Rijndri Load of rubbish!!
Bereamic Awesome Movie
Livestonth I am only giving this movie a 1 for the great cast, though I can't imagine what any of them were thinking. This movie was horrible
Hadrina The movie's neither hopeful in contrived ways, nor hopeless in different contrived ways. Somehow it manages to be wonderful
blaberma Not Billy Wilders best but at times funny and an absolutely beautiful movie to look at.Hard to choose which is more beautiful,the Italian Riviera or Juliet Mills in the altogether.This was the Nanny and the Professor that everyone of us who was in love with Juliet Mills wanted to see.The hardest part of the movie to believe is that it takes Jack Lemmon so long to fall in love with her.If you see this movie is on one of your cable channels it is a definite must see for the laughs,the scenery and the loveliness of Italy and Juliet Mills Alpine curves and exquisite English beauty.Edward Andrews and Clive Revill both have a field day with their character roles and were never better.

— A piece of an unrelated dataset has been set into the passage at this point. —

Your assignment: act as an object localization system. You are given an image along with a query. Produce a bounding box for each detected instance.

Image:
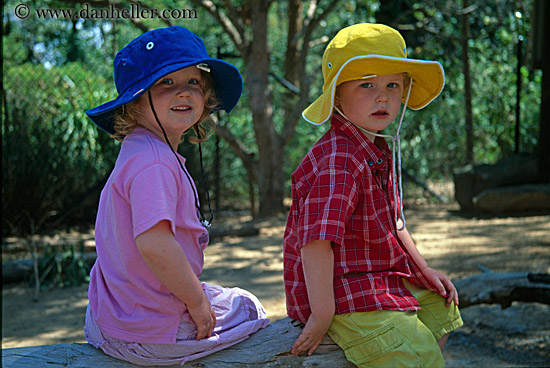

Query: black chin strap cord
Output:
[147,91,214,228]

mainefred My favorite comedy. I must have seen it 10 times, laughing just as much each time. Billy Wilder at his best, aided by a wonderful cast of character actors, headed by the marvelous Clive Revill. Then there is the coroner, with his ever-ready official stamp, Bruno the valet, the restaurant head waiter, and the hilarious Trotta brothers - all set against beautiful Mediterranean scenery and gorgeous Neapolitan music. Who could ask for anything more? Juliet Mills is perfect in the female lead, and Jack Lemmon, while too edgy for my taste, is more than adequate. The movie gives you one great scene after another. If you've never seen it, I envy you. You will probably want to watch it again and again.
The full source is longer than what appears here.